I like it. I agree it fits in well with current naming trends, sort of a mashup between the very fashionable lacy Eliana-type names and the Ione/Iona more hipstery fusty revival names.

I'd feel comfortable with it as a 3.5 syllable name straddling the boundary between the two pronunciations, but I think your point about this being the kind of linguistic imprecision that drives some people crazy is very well made.  

My son's name also has a -lyon in it, and that is not a spelling that anyone who hears the name ever guesses, but I think that's a small price of admission to pay for the pleasures of having such an aesthetically pleasing name (it's a fun letter sequence to write out by hand, too). Anyway, with Alyona I would not expect anyone who hears the name to correctly guess the existence of the y, so you might expect peole guessing Alliona but I really don't think that needs to be a dealbreaker. 

April 4, 2018 11:01 AM

Eliana! I knew there was another name in there that this reminded me of.

By EVie
April 2, 2018 12:33 PM

It looks like Alyona is a variant of the Russian name Yelena, which, if you've ever heard it pronounced by a Russian speaker, sounds more like yeh-LYEH-nah.

Alyona more or less just transposes the first two sounds, so in Russian it would be pronounced the same as above, except ah-LYOH-nah.
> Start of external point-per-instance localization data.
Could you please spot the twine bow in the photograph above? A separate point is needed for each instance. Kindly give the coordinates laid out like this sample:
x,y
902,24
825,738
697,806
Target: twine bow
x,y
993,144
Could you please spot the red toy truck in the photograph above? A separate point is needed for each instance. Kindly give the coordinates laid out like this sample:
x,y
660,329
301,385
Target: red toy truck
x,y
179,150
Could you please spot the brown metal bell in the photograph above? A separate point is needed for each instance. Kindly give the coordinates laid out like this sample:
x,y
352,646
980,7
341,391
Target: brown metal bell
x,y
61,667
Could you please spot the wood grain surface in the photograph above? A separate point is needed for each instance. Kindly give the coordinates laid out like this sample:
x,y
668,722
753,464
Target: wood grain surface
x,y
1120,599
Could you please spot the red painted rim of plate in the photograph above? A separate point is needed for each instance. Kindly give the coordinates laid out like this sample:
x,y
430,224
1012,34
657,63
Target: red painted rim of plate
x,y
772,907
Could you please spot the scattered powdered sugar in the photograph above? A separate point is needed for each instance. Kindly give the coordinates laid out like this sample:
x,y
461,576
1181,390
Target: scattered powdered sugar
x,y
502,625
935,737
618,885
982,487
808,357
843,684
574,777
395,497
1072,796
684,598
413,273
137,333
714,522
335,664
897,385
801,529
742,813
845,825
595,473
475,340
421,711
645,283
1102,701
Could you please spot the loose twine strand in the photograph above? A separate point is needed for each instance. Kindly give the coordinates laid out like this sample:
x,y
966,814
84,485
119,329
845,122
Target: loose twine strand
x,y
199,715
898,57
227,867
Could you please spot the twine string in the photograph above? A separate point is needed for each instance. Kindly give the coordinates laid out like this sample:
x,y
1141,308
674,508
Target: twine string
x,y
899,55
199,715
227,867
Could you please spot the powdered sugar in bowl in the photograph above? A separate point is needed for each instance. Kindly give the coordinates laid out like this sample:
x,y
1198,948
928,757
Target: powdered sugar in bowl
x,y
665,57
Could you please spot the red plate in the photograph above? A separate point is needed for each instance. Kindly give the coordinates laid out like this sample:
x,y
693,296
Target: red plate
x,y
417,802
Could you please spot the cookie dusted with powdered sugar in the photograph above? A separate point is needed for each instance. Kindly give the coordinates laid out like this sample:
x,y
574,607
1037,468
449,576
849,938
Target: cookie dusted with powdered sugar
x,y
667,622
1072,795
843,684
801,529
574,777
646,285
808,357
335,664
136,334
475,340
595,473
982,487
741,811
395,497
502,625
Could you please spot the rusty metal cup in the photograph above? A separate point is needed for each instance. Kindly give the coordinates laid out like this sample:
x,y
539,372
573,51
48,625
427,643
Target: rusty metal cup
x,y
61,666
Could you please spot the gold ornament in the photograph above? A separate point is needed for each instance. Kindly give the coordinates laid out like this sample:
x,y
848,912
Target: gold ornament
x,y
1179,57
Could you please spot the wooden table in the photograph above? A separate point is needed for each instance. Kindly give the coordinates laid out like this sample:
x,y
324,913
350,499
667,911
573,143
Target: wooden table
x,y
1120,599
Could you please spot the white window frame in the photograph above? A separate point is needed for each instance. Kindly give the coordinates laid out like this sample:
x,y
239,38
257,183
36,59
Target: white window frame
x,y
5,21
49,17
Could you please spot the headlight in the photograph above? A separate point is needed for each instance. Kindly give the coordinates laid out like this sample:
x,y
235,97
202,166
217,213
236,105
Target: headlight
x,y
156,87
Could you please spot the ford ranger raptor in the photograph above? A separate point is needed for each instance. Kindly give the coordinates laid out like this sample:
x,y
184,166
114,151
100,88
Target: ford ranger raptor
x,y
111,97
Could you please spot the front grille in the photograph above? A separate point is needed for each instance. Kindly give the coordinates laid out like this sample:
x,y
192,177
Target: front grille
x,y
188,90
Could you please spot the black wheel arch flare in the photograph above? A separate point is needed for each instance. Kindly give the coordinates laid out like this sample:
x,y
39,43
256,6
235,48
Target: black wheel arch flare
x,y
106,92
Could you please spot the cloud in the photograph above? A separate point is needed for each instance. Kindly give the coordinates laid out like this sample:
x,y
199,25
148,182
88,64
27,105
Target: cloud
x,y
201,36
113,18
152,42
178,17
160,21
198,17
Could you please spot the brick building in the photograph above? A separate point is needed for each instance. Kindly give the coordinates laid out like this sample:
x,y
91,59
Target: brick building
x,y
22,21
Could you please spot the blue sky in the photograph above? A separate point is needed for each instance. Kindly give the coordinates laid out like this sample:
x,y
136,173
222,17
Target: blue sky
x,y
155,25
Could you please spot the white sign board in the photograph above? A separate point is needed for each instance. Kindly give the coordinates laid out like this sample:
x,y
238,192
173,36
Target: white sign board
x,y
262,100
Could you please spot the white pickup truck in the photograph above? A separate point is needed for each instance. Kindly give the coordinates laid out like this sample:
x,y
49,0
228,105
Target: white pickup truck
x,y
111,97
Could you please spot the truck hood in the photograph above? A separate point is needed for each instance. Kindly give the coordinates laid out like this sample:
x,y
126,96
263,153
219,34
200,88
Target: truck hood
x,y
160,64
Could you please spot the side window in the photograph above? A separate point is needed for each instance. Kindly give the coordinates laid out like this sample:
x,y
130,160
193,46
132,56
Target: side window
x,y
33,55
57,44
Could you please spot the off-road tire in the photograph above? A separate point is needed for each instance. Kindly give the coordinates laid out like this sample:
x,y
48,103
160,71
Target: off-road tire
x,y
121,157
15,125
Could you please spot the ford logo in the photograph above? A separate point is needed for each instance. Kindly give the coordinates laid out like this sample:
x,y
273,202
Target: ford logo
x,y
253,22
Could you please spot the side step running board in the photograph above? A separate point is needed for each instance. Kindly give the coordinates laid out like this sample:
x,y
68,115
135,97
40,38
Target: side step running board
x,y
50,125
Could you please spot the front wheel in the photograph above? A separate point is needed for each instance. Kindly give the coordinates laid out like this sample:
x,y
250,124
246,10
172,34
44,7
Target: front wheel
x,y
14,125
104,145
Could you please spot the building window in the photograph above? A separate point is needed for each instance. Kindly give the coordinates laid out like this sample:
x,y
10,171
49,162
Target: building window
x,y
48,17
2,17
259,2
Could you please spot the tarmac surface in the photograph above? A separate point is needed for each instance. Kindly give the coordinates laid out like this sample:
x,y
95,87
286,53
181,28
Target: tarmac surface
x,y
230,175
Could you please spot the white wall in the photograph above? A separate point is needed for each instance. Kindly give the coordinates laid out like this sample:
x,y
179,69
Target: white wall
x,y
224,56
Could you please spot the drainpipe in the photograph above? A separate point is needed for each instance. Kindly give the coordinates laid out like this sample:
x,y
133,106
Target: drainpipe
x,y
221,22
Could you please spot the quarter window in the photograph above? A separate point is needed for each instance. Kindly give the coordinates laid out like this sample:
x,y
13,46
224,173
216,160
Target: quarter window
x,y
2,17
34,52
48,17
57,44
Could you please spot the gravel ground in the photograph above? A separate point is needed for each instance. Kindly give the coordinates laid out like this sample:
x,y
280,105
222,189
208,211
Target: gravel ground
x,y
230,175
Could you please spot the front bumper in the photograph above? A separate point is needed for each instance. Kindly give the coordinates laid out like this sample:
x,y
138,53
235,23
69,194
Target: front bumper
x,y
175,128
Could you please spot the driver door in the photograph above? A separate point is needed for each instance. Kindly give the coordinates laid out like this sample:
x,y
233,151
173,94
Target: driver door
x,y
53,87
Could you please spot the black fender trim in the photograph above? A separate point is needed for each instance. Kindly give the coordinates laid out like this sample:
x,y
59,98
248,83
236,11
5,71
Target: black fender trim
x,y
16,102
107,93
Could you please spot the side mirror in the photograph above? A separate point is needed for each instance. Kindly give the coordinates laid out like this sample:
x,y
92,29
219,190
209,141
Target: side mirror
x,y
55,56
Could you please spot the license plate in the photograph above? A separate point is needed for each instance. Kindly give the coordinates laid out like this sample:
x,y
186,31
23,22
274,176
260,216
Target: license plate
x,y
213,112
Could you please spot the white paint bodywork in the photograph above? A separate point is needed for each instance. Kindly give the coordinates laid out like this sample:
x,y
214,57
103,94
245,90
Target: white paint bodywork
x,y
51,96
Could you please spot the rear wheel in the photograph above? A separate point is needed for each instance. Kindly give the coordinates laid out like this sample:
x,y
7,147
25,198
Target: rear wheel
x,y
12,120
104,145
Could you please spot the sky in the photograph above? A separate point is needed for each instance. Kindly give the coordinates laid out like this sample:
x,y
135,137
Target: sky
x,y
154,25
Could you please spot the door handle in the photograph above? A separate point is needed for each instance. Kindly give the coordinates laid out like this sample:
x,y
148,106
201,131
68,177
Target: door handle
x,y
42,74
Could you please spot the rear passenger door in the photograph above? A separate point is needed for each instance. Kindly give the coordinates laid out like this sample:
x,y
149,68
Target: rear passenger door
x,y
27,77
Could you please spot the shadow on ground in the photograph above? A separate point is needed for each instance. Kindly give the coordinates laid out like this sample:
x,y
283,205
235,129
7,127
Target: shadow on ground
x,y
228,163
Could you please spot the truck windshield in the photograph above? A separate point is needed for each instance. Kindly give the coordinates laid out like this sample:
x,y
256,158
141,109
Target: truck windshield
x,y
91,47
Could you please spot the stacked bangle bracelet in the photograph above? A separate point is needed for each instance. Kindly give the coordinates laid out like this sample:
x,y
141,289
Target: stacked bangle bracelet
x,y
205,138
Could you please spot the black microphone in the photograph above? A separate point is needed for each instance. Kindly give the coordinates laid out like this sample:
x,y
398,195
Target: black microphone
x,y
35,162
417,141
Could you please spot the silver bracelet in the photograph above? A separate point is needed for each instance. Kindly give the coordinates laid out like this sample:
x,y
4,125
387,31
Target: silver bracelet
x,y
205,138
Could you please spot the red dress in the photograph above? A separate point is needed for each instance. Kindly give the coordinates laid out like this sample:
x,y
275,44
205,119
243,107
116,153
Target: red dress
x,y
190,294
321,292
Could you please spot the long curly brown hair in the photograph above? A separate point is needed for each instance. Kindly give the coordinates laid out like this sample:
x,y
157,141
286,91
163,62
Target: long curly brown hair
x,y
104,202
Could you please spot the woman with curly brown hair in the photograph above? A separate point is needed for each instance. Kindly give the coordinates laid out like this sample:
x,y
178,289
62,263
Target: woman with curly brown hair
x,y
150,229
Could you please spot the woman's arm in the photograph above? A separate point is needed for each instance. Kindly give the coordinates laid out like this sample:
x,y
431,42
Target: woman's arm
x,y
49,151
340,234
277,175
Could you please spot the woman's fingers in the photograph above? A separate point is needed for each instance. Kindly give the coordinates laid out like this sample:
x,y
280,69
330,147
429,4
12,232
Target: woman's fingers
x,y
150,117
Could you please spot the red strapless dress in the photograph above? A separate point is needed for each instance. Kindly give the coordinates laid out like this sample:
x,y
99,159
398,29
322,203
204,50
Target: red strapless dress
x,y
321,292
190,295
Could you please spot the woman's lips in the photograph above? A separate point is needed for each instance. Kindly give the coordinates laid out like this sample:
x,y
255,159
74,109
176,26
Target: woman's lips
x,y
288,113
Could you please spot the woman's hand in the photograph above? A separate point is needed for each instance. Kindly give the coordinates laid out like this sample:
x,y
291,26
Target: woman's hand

It's actually a better transliteration of the name than Yelena is. 

There's no such thing as "too uncommon," but it's a name where I would expect some sort of Russian family connection. 

April 4, 2018 2:08 PM

The winner of the 2018 Olympic pairs figure skating competition was Aljona Savckhenko of Germany, with Aljona pronounced Al-yo-na. I wouldn't think it too bizarre, and Alyona is a good English transliteration, although I've also seen Aliona very frequently. 

April 4, 2018 2:39 PM

THANK YOU! I knew that I'd heard that name recently! 

Edit 1: She skates for Germany but she's Ukranian-born. The name is not typically German.

Edit 2: For me, someone who typically uses more syllables when the option is there (e.g., -ia endings are always ee-uh), I read Alyona as 3 syllables (al-YONE-uh) but Aliona as 4 (a-lee-OWN-uh, like alley+ona).